Everything happens on your device. The file is not uploaded to Tooleem servers, nothing is stored, nothing is tracked, and there is no sign-up. Your original file is left as-is; you download a new, smaller copy. That makes it safe for sensitive documents such as contracts, medical records, and financial statements, which never leave your computer.

11

Frequently asked questions

Is my PDF uploaded to a server?

No. All compression happens locally in your browser. The file is not uploaded to Tooleem servers, and your original file is never changed; you download a new, smaller copy.

How does the compression work?

The tool uses pdf-lib to remove duplicate objects, trim unnecessary metadata, and re-save the internal structure more compactly. It does not re-encode your images, so the visible page stays the same.

Why did my PDF not get much smaller?

Usually because it is mostly text and already compact, was compressed before, or is mostly scanned images. Because the tool does not downscale images, image-heavy files see smaller savings. If a file is already lean, little change is expected.

Can I compress scanned PDFs?

Yes, but the savings are modest. A scan is mostly image data, and this tool does not re-encode images. For a bigger drop, compress the images before building the PDF, or use a server tool that lowers image quality.

Will compression reduce quality?

The visible page is not changed. The tool cleans up structure rather than downscaling images, so text stays crisp and pictures keep their resolution. The tradeoff is smaller savings than tools that lower image quality.

What is the file size limit?

Up to about 100MB. Because everything runs in your browser, very large files use a lot of memory and may slow down or crash the tab.

What should I do if the file is still too large?

Split the PDF into smaller files, or delete pages you do not need, then compress what remains. If the weight is scanned images, re-compress those images before building the PDF.

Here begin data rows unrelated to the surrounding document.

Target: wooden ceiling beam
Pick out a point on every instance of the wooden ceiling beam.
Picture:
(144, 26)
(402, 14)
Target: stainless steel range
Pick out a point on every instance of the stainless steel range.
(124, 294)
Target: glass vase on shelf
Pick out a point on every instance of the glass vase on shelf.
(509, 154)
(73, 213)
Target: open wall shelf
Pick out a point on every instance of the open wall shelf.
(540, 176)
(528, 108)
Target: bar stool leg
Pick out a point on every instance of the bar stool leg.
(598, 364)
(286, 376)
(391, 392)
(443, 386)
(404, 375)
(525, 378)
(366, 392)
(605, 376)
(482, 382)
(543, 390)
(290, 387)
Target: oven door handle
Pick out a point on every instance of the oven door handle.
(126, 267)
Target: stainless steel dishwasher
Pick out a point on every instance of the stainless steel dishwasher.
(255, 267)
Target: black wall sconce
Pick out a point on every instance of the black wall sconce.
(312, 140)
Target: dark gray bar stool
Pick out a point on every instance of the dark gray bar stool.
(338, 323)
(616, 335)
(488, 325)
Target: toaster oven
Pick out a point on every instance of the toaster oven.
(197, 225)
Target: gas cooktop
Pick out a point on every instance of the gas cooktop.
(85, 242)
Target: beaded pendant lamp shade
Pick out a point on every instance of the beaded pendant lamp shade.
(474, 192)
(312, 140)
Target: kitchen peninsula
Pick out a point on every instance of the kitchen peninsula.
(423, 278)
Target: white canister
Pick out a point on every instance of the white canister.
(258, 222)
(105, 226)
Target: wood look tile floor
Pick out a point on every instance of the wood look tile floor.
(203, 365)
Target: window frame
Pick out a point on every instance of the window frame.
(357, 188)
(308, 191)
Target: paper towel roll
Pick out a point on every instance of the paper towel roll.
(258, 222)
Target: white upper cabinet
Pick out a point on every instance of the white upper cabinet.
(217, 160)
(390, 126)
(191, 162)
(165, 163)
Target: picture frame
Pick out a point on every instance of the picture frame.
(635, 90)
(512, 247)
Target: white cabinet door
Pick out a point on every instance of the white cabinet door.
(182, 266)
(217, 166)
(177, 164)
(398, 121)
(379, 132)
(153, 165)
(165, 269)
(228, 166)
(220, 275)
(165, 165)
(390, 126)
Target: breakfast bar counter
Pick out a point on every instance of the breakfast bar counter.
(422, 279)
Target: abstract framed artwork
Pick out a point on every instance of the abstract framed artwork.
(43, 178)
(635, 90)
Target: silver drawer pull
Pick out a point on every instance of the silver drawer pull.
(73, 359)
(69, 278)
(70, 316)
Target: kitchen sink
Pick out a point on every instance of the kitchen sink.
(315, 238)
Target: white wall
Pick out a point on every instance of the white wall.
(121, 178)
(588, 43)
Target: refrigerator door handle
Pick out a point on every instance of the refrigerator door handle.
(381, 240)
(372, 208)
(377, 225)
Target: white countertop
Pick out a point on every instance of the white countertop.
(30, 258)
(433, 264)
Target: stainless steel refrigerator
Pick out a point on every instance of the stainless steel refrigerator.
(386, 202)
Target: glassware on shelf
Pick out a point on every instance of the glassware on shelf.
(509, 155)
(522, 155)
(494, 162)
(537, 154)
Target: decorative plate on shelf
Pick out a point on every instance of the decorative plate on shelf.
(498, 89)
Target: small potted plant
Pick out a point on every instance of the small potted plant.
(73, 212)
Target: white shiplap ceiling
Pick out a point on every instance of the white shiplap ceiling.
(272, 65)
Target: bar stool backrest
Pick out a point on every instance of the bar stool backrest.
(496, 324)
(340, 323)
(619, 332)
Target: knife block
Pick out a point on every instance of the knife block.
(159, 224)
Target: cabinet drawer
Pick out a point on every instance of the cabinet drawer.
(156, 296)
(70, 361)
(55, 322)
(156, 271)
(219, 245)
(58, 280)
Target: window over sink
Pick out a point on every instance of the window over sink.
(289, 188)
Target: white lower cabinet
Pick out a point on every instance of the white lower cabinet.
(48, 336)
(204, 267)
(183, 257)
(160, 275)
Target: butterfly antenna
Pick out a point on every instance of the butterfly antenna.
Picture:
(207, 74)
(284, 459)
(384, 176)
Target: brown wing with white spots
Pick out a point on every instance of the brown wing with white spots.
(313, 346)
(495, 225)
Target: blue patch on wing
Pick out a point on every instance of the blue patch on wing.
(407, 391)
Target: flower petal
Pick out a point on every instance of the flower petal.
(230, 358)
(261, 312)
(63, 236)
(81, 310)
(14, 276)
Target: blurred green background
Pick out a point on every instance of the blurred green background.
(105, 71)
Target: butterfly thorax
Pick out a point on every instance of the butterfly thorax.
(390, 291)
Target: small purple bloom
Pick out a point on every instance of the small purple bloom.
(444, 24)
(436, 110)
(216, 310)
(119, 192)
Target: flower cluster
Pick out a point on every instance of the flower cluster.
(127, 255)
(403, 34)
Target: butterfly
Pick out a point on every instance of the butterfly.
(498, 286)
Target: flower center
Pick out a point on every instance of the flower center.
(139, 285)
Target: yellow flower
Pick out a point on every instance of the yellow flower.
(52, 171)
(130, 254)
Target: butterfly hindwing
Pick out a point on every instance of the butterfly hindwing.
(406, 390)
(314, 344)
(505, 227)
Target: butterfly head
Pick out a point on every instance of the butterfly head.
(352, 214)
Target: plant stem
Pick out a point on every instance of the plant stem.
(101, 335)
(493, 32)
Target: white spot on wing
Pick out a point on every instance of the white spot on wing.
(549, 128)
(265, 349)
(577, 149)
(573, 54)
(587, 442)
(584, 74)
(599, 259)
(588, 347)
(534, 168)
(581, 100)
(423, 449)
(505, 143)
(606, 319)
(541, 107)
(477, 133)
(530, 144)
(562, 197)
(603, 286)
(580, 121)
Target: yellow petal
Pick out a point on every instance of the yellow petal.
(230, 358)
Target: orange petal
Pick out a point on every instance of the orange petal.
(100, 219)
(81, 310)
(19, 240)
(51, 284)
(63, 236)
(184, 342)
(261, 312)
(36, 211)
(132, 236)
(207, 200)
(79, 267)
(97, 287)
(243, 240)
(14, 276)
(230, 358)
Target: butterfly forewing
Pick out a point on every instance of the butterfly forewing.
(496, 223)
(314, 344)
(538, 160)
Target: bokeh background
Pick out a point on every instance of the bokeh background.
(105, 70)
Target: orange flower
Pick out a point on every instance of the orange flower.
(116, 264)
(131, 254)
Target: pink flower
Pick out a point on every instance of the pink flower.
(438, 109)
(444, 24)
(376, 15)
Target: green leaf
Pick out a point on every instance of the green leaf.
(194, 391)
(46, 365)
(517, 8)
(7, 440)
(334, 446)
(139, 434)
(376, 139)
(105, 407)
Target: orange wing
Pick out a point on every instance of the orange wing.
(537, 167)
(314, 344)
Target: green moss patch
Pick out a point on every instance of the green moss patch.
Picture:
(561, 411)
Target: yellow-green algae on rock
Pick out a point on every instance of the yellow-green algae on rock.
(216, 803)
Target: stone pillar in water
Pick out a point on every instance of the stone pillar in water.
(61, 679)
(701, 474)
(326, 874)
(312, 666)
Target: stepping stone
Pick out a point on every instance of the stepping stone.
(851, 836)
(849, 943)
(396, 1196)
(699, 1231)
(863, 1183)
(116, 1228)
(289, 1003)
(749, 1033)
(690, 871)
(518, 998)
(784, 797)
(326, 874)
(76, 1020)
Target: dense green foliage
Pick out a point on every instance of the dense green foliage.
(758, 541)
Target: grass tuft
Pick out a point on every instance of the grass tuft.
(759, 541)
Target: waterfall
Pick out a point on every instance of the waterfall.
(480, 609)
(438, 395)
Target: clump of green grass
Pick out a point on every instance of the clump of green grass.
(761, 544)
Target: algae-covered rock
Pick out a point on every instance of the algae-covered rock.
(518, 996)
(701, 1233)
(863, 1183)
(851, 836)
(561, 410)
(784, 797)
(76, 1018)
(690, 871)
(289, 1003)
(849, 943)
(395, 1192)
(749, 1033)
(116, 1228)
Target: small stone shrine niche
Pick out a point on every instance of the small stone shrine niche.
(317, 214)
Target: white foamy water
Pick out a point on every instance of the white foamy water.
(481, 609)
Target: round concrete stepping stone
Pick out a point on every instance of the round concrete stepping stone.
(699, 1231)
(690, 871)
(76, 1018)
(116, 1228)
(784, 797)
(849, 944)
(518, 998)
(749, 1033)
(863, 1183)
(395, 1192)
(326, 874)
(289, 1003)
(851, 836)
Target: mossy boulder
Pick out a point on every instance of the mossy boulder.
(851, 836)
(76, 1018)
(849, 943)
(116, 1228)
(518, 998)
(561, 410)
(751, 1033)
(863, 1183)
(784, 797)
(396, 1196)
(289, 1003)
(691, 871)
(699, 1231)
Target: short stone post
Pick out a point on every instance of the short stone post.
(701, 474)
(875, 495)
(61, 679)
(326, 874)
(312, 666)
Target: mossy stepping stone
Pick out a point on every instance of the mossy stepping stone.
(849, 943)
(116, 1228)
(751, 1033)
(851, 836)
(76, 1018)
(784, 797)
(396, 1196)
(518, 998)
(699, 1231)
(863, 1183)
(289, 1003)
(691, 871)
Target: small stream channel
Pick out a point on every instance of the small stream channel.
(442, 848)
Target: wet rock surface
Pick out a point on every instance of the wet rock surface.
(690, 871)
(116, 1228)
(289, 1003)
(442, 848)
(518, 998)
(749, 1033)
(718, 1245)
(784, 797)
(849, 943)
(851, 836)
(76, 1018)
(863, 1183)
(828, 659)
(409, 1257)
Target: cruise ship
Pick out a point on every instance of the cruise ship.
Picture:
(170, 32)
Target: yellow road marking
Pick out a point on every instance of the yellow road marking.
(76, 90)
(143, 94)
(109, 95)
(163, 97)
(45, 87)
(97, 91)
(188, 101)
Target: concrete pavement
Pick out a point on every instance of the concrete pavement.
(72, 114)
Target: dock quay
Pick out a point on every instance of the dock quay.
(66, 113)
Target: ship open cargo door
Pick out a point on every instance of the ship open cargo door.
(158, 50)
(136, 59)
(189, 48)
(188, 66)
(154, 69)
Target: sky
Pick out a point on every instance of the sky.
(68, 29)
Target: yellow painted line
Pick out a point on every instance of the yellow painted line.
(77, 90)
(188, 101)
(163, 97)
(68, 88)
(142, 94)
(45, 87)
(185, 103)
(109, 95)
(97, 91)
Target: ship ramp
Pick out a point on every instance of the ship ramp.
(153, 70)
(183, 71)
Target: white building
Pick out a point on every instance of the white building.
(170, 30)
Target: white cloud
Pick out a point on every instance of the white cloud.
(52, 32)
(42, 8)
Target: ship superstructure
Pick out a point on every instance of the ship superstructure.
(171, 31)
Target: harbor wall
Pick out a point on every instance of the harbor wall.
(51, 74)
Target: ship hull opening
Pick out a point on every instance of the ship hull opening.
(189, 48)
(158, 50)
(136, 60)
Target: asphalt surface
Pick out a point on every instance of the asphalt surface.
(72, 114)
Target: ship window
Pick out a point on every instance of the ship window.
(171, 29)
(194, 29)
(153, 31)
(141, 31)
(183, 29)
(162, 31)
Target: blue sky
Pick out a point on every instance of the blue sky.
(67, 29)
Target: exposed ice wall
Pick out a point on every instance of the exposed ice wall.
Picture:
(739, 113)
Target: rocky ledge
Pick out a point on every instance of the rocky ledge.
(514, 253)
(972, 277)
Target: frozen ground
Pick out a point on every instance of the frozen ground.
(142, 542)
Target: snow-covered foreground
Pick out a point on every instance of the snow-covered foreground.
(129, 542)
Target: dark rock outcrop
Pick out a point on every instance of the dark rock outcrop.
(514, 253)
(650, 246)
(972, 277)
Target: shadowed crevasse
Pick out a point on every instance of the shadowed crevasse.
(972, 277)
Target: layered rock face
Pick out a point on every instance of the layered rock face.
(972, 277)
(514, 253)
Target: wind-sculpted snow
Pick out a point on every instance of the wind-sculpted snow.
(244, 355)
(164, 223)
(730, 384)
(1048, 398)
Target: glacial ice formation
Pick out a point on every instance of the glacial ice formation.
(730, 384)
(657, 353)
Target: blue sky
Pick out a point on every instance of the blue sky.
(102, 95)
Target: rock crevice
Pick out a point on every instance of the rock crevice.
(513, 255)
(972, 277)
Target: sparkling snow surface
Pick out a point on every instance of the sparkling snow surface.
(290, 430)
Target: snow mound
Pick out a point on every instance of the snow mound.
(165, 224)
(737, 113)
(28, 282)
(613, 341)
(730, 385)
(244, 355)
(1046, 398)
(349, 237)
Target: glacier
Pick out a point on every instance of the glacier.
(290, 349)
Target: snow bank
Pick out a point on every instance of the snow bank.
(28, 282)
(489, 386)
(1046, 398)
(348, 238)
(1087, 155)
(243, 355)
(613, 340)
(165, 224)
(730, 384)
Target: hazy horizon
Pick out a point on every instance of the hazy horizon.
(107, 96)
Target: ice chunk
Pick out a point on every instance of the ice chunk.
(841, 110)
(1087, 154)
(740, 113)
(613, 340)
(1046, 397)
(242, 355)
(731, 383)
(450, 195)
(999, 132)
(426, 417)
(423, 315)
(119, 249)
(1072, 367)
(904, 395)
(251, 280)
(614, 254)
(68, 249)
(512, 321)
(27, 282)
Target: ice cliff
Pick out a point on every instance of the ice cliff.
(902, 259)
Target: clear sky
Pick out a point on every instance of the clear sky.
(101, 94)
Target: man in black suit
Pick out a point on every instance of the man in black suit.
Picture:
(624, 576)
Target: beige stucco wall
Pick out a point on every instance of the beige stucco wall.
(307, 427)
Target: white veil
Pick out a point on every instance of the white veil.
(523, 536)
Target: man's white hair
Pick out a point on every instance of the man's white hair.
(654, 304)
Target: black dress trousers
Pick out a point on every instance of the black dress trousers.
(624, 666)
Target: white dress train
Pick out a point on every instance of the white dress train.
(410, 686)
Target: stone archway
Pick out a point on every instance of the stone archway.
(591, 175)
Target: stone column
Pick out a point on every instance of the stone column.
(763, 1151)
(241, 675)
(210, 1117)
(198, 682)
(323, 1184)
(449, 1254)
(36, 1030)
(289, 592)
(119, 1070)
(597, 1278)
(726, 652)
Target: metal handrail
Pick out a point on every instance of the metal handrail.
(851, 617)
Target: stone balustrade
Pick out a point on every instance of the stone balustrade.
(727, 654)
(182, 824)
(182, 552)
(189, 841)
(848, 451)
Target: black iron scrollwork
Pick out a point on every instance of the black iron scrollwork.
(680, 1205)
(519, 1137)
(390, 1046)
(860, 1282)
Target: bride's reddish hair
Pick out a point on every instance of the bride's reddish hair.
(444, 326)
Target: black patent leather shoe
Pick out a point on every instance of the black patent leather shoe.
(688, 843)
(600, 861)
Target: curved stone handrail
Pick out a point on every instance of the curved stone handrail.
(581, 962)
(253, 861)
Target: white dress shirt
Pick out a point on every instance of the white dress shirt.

Should I split or delete pages before compressing?

If the file is huge or you only need part of it, yes. Use Split PDF or Delete PDF Pages first to cut the file down, which also helps it process smoothly in the browser, then compress the result.

Can I compress a password-protected PDF?

Not while it is encrypted. An encrypted PDF must be unlocked before processing. If you have the password, open the file and save an unprotected copy, then compress that copy.

Is the text preserved, and is the tool free?

Yes to both. The text and layout are identical to the original because only the internal structure is changed. The tool is free to use with no sign-up.